Seduced by Zanzibar


Forty years ago this week, Queen’s Greatest Hits topped the album charts, and it’s back again this month. Paul Hopkins recalls a visit to the birthplace of Freddie Mercury and the exotic romance of this beautiful East African island that never fades

It is the smells of Africa that get to me: the scorched, ochred earth at sunset, the strong smoke of sinewy stew, the oscillating breeze of the Indian Ocean. The air is rich now with aromatic spices wafting around me. I inhale: aniseed and anise, basil and bayleaf, cardamom and chilli.
Now tell me, says the old man with skin like parchment, what is this? And he proffers me a sliver of berry he has pared with his knife from a small flowering crocus.
Cumin, I say in my flat Irish tone, twitching my nostril past it.
Yes, it is common, very common, he says, but what is it?
This is a small co-operative farm six miles north of Stone Town, capital of the island of Zanzibar, East Africa. In the predominantly industrial town of BuBuBu, a collective of peasant folk eke out an existence by selling their fruits and spices. It’s a tough, competitive business and relies heavily on the purchasing power of neighbours and the casual curiosity of tourists.
There is no shortage of these intoxicating condiments. They grow in abundance: dill and fennel and ginger, lavender and liquorice, nutmeg and neem, and saffron, the one that slipped past my senses — silly me.
We lunch 10 miles further up, in Mangapwani at The Serena Beach Club, backed by coconut palms, fronted by secluded white sandy beaches and rocky coves, looking out over an expanse of translucent turquoise ocean where dolphins arc, turtles potter and curtains of fish drift among rainbow coral gardens. Is this the ultimate island paradise, I ponder.
There is much to do for the holiday-maker or honeymooner: swimming, snorkeling, kayaking, diving, dhow (that Arabic-like boat) trips and nature trails plus visits to the brooding caverns of the Mangapwani Slave Caves where the kidnapped were hidden after the abolishment of slavery made their shipment illegal, only to be smuggled down to the waiting ships at the dead of night.

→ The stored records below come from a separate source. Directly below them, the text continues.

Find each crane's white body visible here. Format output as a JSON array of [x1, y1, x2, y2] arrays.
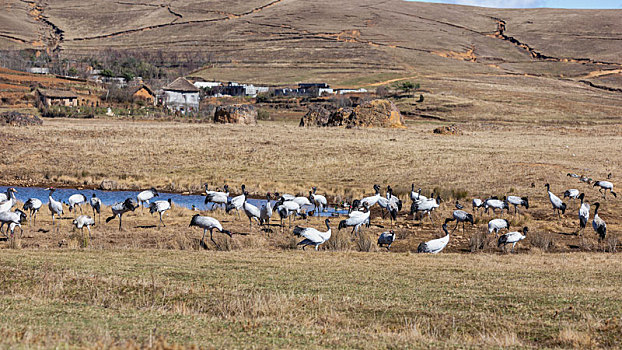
[[294, 219, 331, 250], [73, 215, 95, 238], [488, 218, 509, 235], [418, 224, 450, 254], [68, 193, 87, 213], [149, 199, 171, 228], [23, 198, 42, 225]]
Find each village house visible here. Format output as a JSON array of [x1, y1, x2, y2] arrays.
[[131, 84, 156, 105], [37, 89, 78, 107], [162, 77, 199, 114]]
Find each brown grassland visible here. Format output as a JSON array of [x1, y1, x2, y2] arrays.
[[0, 116, 621, 347]]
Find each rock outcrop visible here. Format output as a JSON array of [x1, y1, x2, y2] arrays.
[[300, 99, 404, 128], [0, 112, 43, 126], [213, 104, 257, 125]]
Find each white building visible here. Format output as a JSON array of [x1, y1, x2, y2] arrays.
[[162, 77, 200, 114]]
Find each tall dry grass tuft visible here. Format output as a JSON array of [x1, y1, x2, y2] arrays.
[[557, 327, 594, 348], [529, 232, 555, 252], [469, 231, 487, 252], [326, 230, 351, 251], [356, 232, 376, 252]]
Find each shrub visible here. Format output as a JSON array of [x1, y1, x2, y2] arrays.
[[257, 109, 270, 121]]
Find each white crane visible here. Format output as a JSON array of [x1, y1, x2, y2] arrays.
[[498, 227, 528, 253], [46, 187, 63, 230], [242, 196, 261, 231], [105, 198, 138, 231], [309, 187, 327, 214], [293, 219, 332, 250], [593, 181, 616, 199], [488, 218, 510, 236], [417, 219, 451, 254], [507, 196, 529, 215], [592, 202, 606, 241], [73, 215, 95, 239], [137, 187, 159, 212], [338, 208, 370, 235], [149, 198, 172, 228], [0, 188, 17, 213], [275, 192, 295, 201], [89, 193, 102, 224], [0, 209, 26, 237], [204, 184, 229, 210], [449, 210, 474, 232], [225, 185, 246, 218], [545, 183, 566, 218], [377, 230, 396, 250], [189, 214, 231, 247], [578, 193, 589, 235], [567, 173, 580, 179], [23, 198, 42, 225], [68, 193, 87, 214]]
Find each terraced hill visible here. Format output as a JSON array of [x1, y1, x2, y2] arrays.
[[1, 0, 621, 121]]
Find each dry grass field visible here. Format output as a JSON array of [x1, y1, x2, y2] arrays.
[[1, 248, 621, 348]]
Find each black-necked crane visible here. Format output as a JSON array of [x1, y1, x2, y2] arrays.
[[68, 193, 87, 214], [73, 215, 95, 239], [309, 187, 327, 215], [149, 198, 172, 228], [455, 200, 464, 210], [0, 187, 17, 202], [189, 214, 231, 247], [579, 175, 592, 184], [567, 173, 580, 179], [498, 227, 528, 253], [275, 196, 303, 229], [225, 185, 246, 218], [46, 187, 63, 230], [105, 198, 138, 231], [483, 197, 508, 215], [137, 187, 159, 212], [592, 202, 606, 241], [89, 193, 102, 224], [360, 184, 382, 209], [377, 230, 396, 250], [417, 219, 451, 254], [242, 194, 261, 231], [205, 184, 229, 210], [23, 198, 42, 225], [0, 188, 17, 213], [410, 185, 427, 202], [449, 210, 474, 232], [507, 196, 529, 215], [472, 198, 483, 214], [593, 181, 616, 199], [563, 189, 580, 200], [488, 218, 510, 236], [410, 195, 440, 223], [274, 192, 295, 201], [293, 218, 331, 250], [0, 209, 26, 237], [577, 193, 589, 235], [260, 193, 273, 226], [338, 207, 370, 235], [545, 183, 566, 218]]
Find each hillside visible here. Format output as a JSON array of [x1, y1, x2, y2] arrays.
[[1, 0, 621, 121]]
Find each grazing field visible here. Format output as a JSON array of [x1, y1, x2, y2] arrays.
[[1, 249, 621, 348]]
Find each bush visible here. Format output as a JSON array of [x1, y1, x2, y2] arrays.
[[257, 109, 270, 121]]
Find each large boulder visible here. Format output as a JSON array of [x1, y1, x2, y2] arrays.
[[350, 99, 404, 128], [300, 99, 404, 128], [213, 104, 257, 125]]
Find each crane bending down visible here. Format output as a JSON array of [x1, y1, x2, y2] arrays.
[[293, 218, 332, 250], [189, 214, 231, 247], [106, 198, 138, 231]]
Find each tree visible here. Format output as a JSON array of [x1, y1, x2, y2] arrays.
[[393, 81, 420, 98]]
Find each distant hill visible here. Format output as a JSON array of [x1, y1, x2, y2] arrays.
[[1, 0, 621, 122]]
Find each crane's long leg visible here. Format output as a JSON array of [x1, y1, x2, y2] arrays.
[[87, 225, 92, 239], [118, 214, 122, 231], [159, 212, 165, 228]]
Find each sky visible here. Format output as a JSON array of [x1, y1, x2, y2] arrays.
[[407, 0, 622, 8]]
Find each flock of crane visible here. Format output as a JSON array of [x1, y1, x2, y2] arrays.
[[0, 172, 616, 253]]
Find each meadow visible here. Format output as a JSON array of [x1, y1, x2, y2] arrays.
[[1, 249, 622, 348], [1, 117, 621, 348]]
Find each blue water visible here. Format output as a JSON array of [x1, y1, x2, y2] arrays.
[[1, 186, 346, 217]]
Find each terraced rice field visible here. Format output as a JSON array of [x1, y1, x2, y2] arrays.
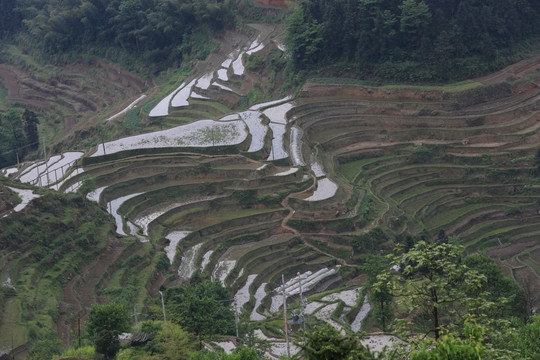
[[2, 23, 540, 354], [293, 78, 540, 304]]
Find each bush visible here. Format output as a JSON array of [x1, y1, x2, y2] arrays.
[[245, 53, 265, 71]]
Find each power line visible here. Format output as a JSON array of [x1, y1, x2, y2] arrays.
[[0, 139, 41, 156]]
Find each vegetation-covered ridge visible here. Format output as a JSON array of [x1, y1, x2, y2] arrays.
[[1, 0, 235, 72], [286, 0, 540, 81]]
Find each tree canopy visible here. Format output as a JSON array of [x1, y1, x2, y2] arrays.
[[86, 302, 131, 338], [3, 0, 234, 72], [117, 321, 196, 360], [463, 254, 527, 321], [285, 0, 540, 81], [376, 241, 487, 339], [0, 108, 39, 168], [298, 323, 374, 360], [165, 281, 236, 339]]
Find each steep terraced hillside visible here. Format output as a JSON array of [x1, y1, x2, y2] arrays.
[[294, 73, 540, 309], [2, 20, 540, 358]]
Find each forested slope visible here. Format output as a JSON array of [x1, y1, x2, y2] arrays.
[[286, 0, 540, 81], [1, 0, 235, 72]]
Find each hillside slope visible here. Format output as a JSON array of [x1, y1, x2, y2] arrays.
[[2, 15, 540, 360]]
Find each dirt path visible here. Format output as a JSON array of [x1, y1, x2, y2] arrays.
[[280, 173, 356, 267], [57, 238, 126, 345]]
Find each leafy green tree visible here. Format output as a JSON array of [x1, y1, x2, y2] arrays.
[[284, 0, 540, 81], [0, 109, 28, 167], [86, 302, 130, 359], [95, 329, 121, 360], [399, 0, 432, 48], [22, 109, 39, 151], [118, 321, 196, 360], [189, 347, 259, 360], [359, 255, 394, 331], [285, 3, 324, 70], [512, 315, 540, 360], [376, 241, 486, 339], [242, 329, 271, 358], [86, 302, 131, 339], [410, 319, 486, 360], [463, 254, 527, 321], [2, 109, 26, 156], [165, 281, 235, 345], [298, 323, 374, 360], [0, 0, 22, 36], [27, 331, 63, 360]]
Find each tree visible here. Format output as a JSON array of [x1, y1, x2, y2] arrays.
[[86, 302, 131, 338], [118, 321, 196, 360], [463, 254, 527, 321], [285, 3, 324, 70], [27, 331, 63, 360], [298, 323, 374, 360], [95, 329, 121, 360], [359, 255, 394, 331], [376, 241, 486, 339], [242, 328, 271, 358], [399, 0, 432, 47], [165, 281, 235, 344], [22, 109, 39, 151], [512, 315, 540, 359], [409, 319, 486, 360], [189, 347, 259, 360], [86, 302, 130, 359], [2, 109, 26, 157]]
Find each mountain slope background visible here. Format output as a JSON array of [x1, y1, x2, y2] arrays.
[[1, 0, 540, 358]]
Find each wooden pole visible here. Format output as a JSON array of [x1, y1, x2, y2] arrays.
[[282, 274, 290, 357]]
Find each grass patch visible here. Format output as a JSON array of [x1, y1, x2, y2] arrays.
[[307, 77, 483, 93], [0, 298, 27, 349], [188, 99, 232, 114], [423, 203, 505, 230], [125, 107, 141, 129], [382, 79, 484, 92]]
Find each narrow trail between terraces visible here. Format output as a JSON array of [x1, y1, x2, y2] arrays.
[[280, 173, 356, 267]]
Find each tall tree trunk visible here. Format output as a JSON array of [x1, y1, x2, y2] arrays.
[[432, 289, 439, 340]]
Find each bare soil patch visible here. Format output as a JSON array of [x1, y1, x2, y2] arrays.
[[57, 237, 126, 345], [0, 59, 152, 145]]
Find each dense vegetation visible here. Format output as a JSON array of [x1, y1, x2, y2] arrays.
[[286, 0, 540, 81], [0, 0, 235, 72], [0, 109, 39, 168], [0, 189, 115, 357]]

Lunch is billfish, lobster, shrimp and curried peppers and potatoes, charcoaled in their jackets, and chapati bread. Fruit is in fine supply, paw-paws and mangoes, washed down with chai, the local tea served sweet in small glasses, and bottles of Safari, the kick-ass local lager.
Sated, by late afternoon, and still in the high 30s, it is time to head to Stone Town and settle in for the night in the colonial splendour of The Serena Inn.
It is an exotic romance of sorts that increasingly draws visitors to Zanzibar. Last of the great slave colonies and once home to the sultans and conquerors of Arabia, the very name conjures up images of treasure chests, romantic dinners in perfumed court- yards and those dhows with their billowing sails, one of which I capture magnificently against a fierce and fiery setting sun.
Birthplace of Freddie Mercury, Zanzibar — or Unguju in Swahili, the Arabic-derived language of the ethnic peoples of East Africa — is one of an archipelago or cluster of islands off Tanzania (and part of that country since soon after independence in the 1960s) that left the explorer David Livingstone “mes- merised’’ 100 years before that, and today has me and my fellow travellers soundly seduced, as if by the wiles of a wanton woman.
Unquestionably the best hotel in the capital, the Serena Inn is a pervading property set in two historic seafront buildings that have been respectfully restored into what is now Zanzibar’s only member of the ‘Small Luxury Hotels of the World’ group.
The hotel has a prime location at the end of Shangani Street, less than five minutes meander from the heart of Stone Town. As well as a very good seafront restaurant, there is a comfortable bar and lounge area and a grand swimming pool overlooking the ocean. There are 51 air-conditioned rooms, colonial in style and all en suite with mini-bars, satellite TV (shame on you), and a balcony, though the giant palms outside of mine sadly obscure a better view.
A walking tour of Stone Town is a must, with its winding, sometimes-cluttered side-streets, hawkers and stall holders and colourful characters, the predominant Muslim influence in dress and etiquette; its rich architecture, the Sultan’s palace, the giant ornate doors of the old Arabian and colonial buildings and the choral chant of those called to prayer in the local mosques.
Silks, perfumes, paintings and local trinkets entice one to entreat for a bargain and I bag one, an antique silver bangle with inlays of opal.
Music and traditional dance and long, iced-cold G&Ts under a starry, balmy sky and dinner and fine wine at Serena — though a better curry, for which the island is renowned, awaits me further up the coast — finds my appetite and senses richly rewarded and by midnight has me sleeping soundly to the light of the moon and the gentle lapping of the Indian Ocean, the bobbing dhows drifting homeward.